The 1986 press release for the Deskpro 386 mentioned 386 Xenix
was planned for 1987.
https://www.latimes.com/archives/la-xpm-1986-09-10-fi-13177-story.html
"UNIX System V and the 80386 are a perfect technological match," said Bill Gates,
chairman of Microsoft Corporation, in remarks at AT&T's press conference here. AT&T
and Microsoft are developing a new version of UNIX System V for the 80386 chip that
will run XENIX System V as well as UNIX System V applications.
This is September 1987, so perhaps Microsoft's abandonment of Xenix was not as early as I had thought. Though this does imply that the Xenix port was not ready at that point, and perhaps was ultimately abandoned by Microsoft.
Intel and AT&T had ISC do a 386 port for SVR3.
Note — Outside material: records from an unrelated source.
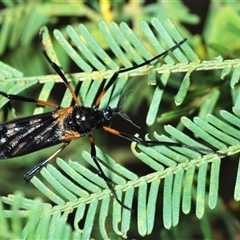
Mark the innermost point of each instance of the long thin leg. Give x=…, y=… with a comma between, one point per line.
x=38, y=167
x=116, y=74
x=102, y=174
x=27, y=99
x=133, y=138
x=58, y=70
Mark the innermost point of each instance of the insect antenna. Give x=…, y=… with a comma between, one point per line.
x=57, y=69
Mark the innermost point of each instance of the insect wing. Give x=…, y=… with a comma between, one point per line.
x=25, y=135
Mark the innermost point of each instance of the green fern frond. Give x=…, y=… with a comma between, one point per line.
x=183, y=174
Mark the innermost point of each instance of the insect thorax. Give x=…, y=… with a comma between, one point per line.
x=84, y=119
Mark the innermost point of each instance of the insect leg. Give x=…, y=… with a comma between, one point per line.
x=38, y=167
x=57, y=69
x=102, y=174
x=116, y=74
x=133, y=138
x=27, y=99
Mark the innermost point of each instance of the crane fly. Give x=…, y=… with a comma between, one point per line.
x=62, y=125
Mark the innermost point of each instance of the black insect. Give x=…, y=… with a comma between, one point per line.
x=29, y=134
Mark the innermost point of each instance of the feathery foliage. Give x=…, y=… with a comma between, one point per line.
x=191, y=95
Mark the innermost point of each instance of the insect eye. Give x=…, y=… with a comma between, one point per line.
x=108, y=113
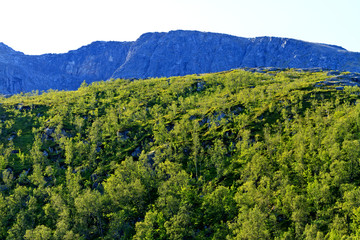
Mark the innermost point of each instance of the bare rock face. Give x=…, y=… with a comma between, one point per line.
x=163, y=55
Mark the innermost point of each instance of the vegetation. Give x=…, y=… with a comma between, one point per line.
x=231, y=155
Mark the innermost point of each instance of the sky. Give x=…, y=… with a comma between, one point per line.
x=57, y=26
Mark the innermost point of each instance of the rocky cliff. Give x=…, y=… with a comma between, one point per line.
x=164, y=54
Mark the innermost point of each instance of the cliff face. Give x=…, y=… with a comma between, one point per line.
x=164, y=54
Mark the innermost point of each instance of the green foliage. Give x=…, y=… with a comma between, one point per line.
x=230, y=155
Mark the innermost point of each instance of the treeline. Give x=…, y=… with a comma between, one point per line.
x=232, y=155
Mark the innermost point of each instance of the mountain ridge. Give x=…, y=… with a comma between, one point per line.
x=164, y=54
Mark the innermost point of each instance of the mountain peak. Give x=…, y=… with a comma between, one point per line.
x=164, y=54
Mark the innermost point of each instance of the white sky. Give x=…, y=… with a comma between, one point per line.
x=53, y=26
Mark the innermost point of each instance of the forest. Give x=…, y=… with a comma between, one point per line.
x=228, y=155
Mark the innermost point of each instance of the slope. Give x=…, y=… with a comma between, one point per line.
x=225, y=155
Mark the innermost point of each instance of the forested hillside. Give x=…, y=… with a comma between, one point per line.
x=230, y=155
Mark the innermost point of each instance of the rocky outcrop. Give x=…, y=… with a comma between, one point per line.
x=163, y=55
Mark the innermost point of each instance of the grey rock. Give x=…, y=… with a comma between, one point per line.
x=164, y=55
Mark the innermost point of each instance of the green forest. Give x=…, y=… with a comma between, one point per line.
x=229, y=155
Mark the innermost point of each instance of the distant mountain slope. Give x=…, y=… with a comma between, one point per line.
x=164, y=54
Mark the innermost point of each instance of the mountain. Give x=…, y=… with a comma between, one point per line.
x=163, y=55
x=229, y=155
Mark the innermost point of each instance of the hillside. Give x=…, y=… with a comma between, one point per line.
x=175, y=53
x=228, y=155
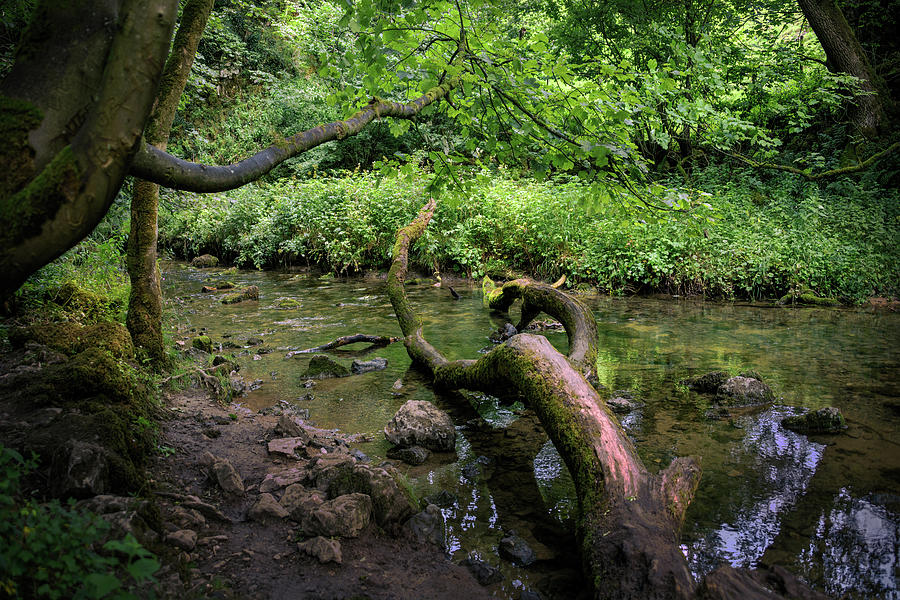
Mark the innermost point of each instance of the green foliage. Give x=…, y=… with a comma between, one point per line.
x=756, y=239
x=55, y=551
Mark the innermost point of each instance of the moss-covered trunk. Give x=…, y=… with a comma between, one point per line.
x=144, y=318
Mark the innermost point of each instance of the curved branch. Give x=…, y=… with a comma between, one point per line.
x=160, y=167
x=630, y=517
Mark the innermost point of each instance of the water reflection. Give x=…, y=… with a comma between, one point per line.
x=773, y=468
x=766, y=495
x=856, y=542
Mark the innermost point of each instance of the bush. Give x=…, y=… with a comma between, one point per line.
x=757, y=238
x=56, y=551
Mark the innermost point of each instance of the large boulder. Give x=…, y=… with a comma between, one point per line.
x=80, y=469
x=420, y=423
x=345, y=516
x=248, y=293
x=743, y=391
x=824, y=420
x=364, y=366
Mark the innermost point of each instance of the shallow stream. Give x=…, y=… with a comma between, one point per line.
x=825, y=507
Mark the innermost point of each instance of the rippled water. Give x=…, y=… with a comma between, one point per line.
x=825, y=507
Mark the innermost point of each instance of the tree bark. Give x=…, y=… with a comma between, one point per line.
x=845, y=55
x=630, y=518
x=144, y=319
x=170, y=171
x=84, y=81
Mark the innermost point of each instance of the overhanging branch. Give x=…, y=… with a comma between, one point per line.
x=161, y=167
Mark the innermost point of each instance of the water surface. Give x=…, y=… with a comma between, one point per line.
x=825, y=507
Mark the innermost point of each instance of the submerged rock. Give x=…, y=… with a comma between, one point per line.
x=414, y=455
x=824, y=420
x=743, y=391
x=345, y=516
x=428, y=526
x=706, y=384
x=420, y=423
x=623, y=402
x=248, y=293
x=323, y=549
x=365, y=366
x=202, y=342
x=204, y=261
x=322, y=367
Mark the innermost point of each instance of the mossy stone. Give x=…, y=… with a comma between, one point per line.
x=202, y=342
x=322, y=367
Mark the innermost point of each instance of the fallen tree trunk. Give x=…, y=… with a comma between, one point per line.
x=629, y=519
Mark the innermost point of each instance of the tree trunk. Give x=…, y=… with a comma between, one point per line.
x=76, y=102
x=629, y=518
x=144, y=319
x=845, y=55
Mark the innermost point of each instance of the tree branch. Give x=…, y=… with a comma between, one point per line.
x=161, y=167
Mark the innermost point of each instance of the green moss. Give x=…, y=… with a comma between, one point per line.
x=71, y=338
x=17, y=118
x=26, y=212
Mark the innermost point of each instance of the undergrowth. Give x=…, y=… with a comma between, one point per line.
x=756, y=237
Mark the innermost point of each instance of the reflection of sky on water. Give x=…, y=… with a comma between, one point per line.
x=856, y=544
x=776, y=466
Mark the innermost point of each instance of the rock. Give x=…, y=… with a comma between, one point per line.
x=287, y=426
x=392, y=501
x=622, y=404
x=204, y=261
x=706, y=384
x=227, y=476
x=743, y=391
x=275, y=481
x=293, y=447
x=299, y=501
x=483, y=572
x=186, y=539
x=420, y=423
x=248, y=293
x=516, y=550
x=503, y=333
x=824, y=420
x=444, y=499
x=364, y=366
x=323, y=549
x=267, y=509
x=322, y=367
x=428, y=526
x=415, y=455
x=79, y=469
x=202, y=342
x=287, y=303
x=345, y=516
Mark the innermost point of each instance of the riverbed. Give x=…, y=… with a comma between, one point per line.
x=825, y=507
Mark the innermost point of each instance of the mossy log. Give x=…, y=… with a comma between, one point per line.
x=629, y=518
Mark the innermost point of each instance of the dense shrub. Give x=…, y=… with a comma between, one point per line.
x=756, y=238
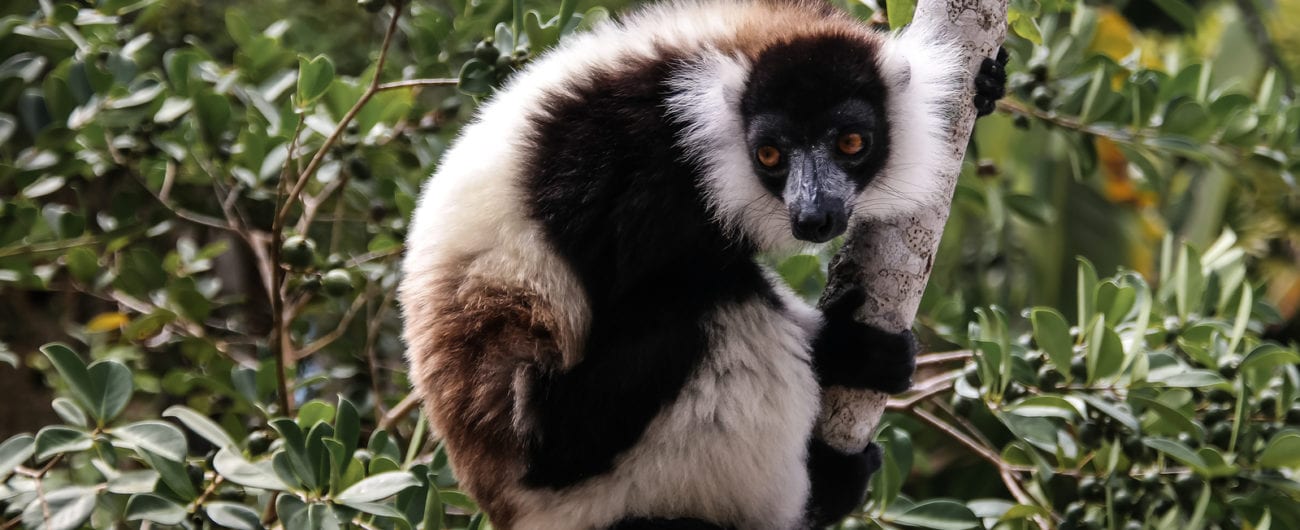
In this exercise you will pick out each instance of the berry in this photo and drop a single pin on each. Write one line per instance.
(298, 252)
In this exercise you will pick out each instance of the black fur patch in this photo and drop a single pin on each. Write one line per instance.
(811, 87)
(622, 207)
(839, 481)
(856, 355)
(645, 524)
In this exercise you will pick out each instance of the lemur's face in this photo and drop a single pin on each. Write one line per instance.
(815, 129)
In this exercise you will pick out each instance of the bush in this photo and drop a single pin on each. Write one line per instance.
(200, 224)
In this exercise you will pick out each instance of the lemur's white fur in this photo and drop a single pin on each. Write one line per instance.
(732, 448)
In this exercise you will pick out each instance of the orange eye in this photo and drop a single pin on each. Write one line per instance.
(768, 156)
(850, 143)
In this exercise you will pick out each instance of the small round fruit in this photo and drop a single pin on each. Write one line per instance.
(1092, 490)
(298, 252)
(337, 282)
(258, 443)
(359, 168)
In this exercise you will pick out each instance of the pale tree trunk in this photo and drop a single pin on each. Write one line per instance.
(892, 259)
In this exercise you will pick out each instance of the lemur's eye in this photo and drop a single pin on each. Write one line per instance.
(850, 143)
(768, 156)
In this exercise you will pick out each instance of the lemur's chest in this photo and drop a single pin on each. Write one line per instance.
(729, 448)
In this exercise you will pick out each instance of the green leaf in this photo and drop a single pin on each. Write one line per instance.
(200, 425)
(68, 508)
(156, 437)
(1087, 287)
(433, 505)
(56, 439)
(82, 264)
(235, 469)
(14, 451)
(233, 516)
(1282, 451)
(141, 481)
(112, 386)
(315, 412)
(148, 325)
(377, 487)
(290, 509)
(295, 452)
(147, 507)
(1191, 379)
(1117, 412)
(900, 12)
(69, 412)
(1269, 356)
(939, 515)
(73, 372)
(1052, 334)
(1177, 451)
(1044, 407)
(313, 78)
(347, 425)
(476, 78)
(376, 508)
(1188, 282)
(173, 473)
(1173, 417)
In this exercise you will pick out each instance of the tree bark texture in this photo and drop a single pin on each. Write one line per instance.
(892, 259)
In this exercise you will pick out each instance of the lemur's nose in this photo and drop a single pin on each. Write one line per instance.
(819, 224)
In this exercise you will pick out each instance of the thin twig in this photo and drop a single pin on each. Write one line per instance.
(436, 82)
(342, 124)
(983, 452)
(336, 333)
(926, 390)
(276, 289)
(943, 357)
(372, 334)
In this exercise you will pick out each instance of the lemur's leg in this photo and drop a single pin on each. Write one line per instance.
(991, 83)
(858, 356)
(839, 481)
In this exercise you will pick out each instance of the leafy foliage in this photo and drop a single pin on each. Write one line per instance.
(202, 207)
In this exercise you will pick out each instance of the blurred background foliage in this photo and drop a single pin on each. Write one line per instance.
(191, 191)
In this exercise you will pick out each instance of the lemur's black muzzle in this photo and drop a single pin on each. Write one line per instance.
(817, 192)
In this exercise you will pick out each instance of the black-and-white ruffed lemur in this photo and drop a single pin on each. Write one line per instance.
(584, 315)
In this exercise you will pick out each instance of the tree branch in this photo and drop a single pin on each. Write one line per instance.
(892, 259)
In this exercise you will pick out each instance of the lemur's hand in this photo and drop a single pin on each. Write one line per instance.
(856, 355)
(991, 83)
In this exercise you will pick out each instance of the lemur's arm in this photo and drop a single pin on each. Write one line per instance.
(583, 417)
(861, 356)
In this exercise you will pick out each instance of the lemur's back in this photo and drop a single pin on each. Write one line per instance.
(584, 316)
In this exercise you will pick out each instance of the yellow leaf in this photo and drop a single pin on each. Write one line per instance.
(107, 322)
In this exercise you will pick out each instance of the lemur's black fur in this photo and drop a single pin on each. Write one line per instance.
(611, 169)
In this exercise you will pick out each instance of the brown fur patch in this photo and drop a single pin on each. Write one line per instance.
(467, 350)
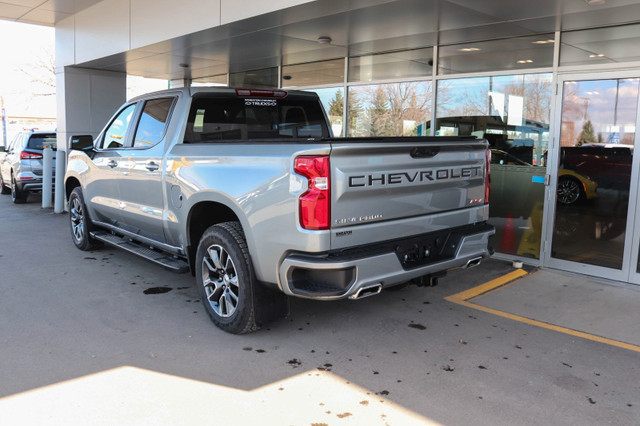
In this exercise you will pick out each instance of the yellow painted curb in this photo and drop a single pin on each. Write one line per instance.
(463, 298)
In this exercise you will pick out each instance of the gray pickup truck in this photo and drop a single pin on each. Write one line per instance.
(247, 189)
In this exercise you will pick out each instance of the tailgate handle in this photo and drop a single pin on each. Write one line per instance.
(424, 152)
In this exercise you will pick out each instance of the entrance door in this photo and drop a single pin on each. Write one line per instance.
(592, 226)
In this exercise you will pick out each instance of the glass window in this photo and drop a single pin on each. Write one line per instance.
(406, 64)
(333, 102)
(313, 74)
(42, 141)
(265, 78)
(226, 118)
(115, 134)
(600, 46)
(153, 122)
(507, 54)
(395, 109)
(512, 113)
(594, 175)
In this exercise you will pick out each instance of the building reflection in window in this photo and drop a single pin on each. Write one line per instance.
(392, 109)
(512, 113)
(594, 175)
(332, 99)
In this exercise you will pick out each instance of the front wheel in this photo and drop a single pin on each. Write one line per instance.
(17, 196)
(225, 278)
(569, 191)
(80, 222)
(4, 189)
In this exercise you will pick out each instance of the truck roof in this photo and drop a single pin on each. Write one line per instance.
(190, 91)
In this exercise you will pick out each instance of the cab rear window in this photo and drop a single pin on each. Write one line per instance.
(42, 142)
(213, 119)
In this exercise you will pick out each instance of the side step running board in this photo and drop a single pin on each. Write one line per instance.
(176, 265)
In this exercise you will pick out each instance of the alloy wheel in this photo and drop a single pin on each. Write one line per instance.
(568, 191)
(220, 281)
(77, 219)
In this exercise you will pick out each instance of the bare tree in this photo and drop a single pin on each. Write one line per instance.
(42, 73)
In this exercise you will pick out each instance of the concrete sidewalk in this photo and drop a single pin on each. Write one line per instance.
(602, 308)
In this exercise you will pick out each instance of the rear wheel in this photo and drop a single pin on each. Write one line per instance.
(80, 223)
(569, 190)
(17, 196)
(226, 279)
(4, 189)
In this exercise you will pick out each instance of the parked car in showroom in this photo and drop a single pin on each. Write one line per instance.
(21, 168)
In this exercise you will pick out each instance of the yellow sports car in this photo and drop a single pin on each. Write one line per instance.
(572, 186)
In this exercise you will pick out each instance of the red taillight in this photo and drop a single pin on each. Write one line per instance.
(487, 177)
(315, 203)
(24, 155)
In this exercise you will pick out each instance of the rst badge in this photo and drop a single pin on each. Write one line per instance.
(358, 219)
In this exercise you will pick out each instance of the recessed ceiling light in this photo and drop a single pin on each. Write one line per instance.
(549, 41)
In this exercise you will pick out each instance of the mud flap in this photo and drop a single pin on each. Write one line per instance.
(269, 305)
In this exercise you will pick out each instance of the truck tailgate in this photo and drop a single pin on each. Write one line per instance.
(398, 187)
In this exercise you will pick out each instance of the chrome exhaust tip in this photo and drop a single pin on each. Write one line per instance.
(473, 262)
(363, 292)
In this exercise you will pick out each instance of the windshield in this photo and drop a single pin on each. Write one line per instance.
(213, 118)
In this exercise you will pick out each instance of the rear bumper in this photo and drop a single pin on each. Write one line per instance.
(32, 185)
(344, 275)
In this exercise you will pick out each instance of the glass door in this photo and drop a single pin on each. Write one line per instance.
(595, 196)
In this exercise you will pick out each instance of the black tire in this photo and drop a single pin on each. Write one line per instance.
(225, 278)
(569, 191)
(17, 196)
(4, 189)
(80, 223)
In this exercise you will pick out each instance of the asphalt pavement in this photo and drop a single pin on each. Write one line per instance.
(104, 337)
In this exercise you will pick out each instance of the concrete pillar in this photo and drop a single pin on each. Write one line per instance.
(86, 101)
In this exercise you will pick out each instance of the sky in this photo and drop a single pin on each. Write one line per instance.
(26, 47)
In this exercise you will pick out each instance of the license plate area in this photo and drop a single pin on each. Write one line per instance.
(426, 249)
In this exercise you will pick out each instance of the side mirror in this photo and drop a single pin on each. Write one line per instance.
(81, 142)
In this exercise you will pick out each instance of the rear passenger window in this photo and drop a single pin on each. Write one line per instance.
(114, 136)
(214, 118)
(153, 122)
(42, 142)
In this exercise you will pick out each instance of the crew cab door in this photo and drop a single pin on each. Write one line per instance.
(102, 191)
(141, 190)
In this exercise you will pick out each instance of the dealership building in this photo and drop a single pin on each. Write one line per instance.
(553, 85)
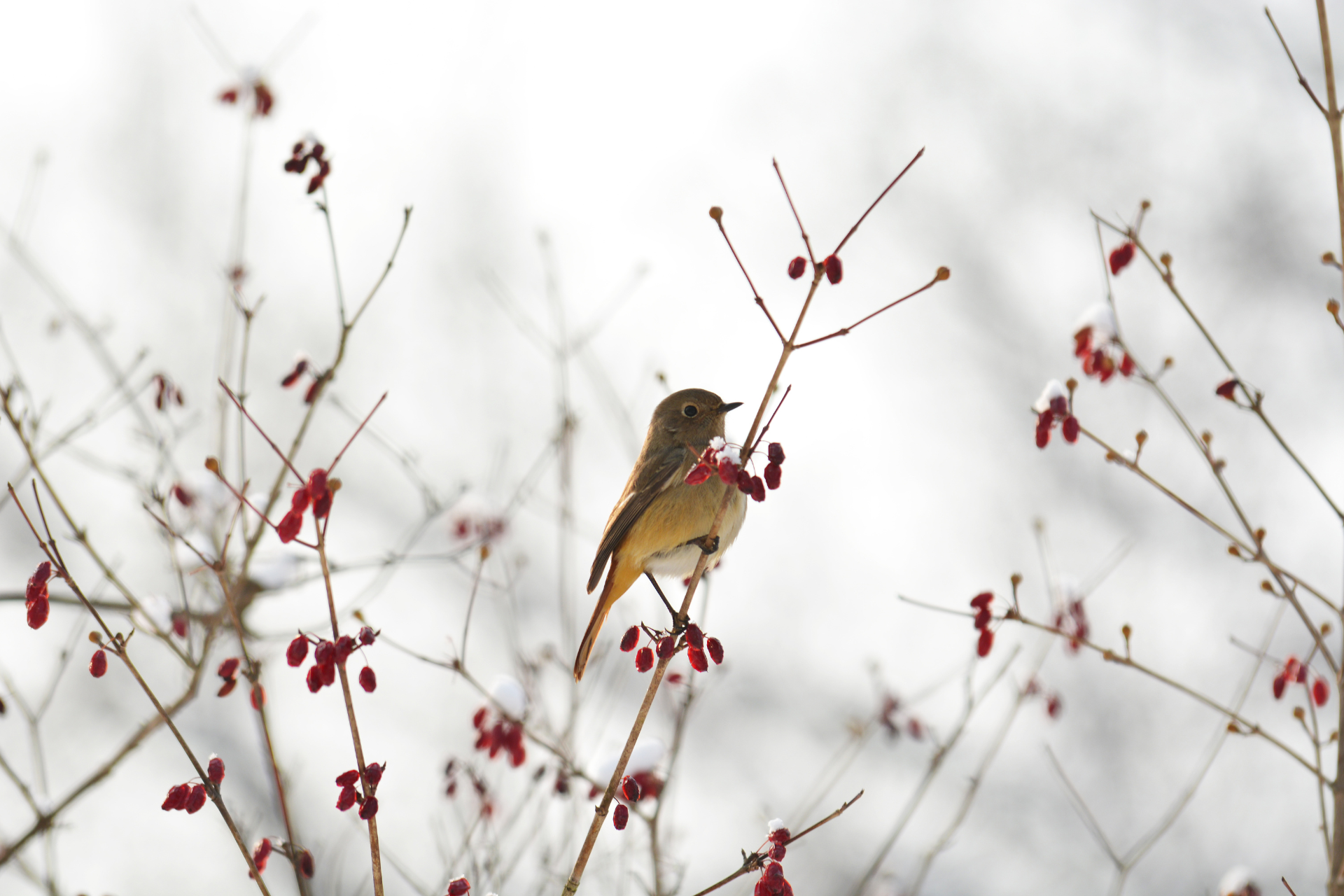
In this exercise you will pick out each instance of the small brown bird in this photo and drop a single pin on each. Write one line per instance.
(660, 523)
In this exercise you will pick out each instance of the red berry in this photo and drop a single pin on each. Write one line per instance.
(772, 476)
(987, 641)
(1121, 257)
(715, 649)
(835, 270)
(699, 473)
(1070, 429)
(298, 652)
(289, 526)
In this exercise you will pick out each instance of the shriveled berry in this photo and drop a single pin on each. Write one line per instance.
(772, 476)
(298, 652)
(835, 270)
(987, 641)
(715, 649)
(631, 638)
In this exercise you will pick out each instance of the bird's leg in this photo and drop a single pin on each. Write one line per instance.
(655, 583)
(706, 543)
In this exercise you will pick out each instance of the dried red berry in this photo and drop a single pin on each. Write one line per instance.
(197, 799)
(631, 638)
(261, 853)
(699, 473)
(835, 270)
(298, 652)
(1121, 257)
(290, 524)
(715, 649)
(772, 476)
(987, 641)
(176, 798)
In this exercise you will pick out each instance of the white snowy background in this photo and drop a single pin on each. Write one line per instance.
(910, 458)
"The 386/ix is based on Release 3.0, which was developed by Interactive
Systems Corp. Santa Monica, Calif., under contract to Intel and AT&T.
The code was tested through an extensive beta program managed by Intel
(with more than 60 80386 beta sites)."
Mini-Micro Systems, January 1988, p 45
https://archive.org/details/bitsavers_MiniMicroS_59292072/page/44/mode/2up
https://bitsavers.org/magazines/Mini-Micro_Systems/198801.pdf
AT&T sold rebadged Olivetti machines with SVR3 in 1987:
"AT&T 6386 WGS is today's only 80386-based system to take full advantage
of its 32-bit architecture"
https://bitsavers.org/pdf/att/6386_wgs/6386_WGS_Brochure.pdf
ISC work was also used by Microport:
"Microport Runtime System V/386 is based on a version of Unix for the
80386 carried out by Interactive Technologies for AT&T and Intel."